1.When speaking of the health benefits of soy foods, keep in mind this applies to soy in its most natural forms: tempeh, natto, miso, tofu and soy milk – NOT to soy isolates or other heavily processed forms of soy.
2. Therefore, stick to as much ‘whole food’ soy products as you can. Processed foods like tofu are not unhealthy (still far healthier than animal protein sources) however during the processing you do lose around 50% of the nutrients. Given soybeans pack a tonne of nutrients, don’t be too concerned but worth noting.
2. Unprocessed soybeans like Edamame and Tempeh products should be your main sources of soy. These are nutrient powerhouses. Tempeh also has amazing probiotics to help with gut health.
3. Choose organic soy milks and, where possible, short shelf life ones as they contain less preservatives & are not packaged under immense heat, which no doubt kills many vitamins.

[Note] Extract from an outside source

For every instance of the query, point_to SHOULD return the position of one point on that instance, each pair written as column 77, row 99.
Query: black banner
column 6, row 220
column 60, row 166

4. Read labels! If the soy is artificially coloured or flavoured or contains artificial preservatives, give it a miss! You want Non-GMO Soy with no artificial ingredients.
5. Miso soup is another healthy, soy-based food. You may ask, but Miso is incredibly high in salt & this can’t be good for high blood pressure, cancer, etc.? Research has shown that when the salt is consumed with soy (I.e miso soup) they seem to balance one another out so you do not get the negative effects of high salt consumption.
6. Add soy in within your balanced diet. I probably have 4-5x a week & then around that I eat a lot of other beans & different forms of Tempeh like Organic Village Tempeh.
Pretty cool how soy, a frequently ‘hated on’ bean, is so misunderstood by the masses. Back to my earlier point – if soy is misunderstood & there is confusion around its effect on the body, a large percentage of people won’t look into it and will just stick with their current animal protein sources… which is a win for the industries that started the confusion in the first place.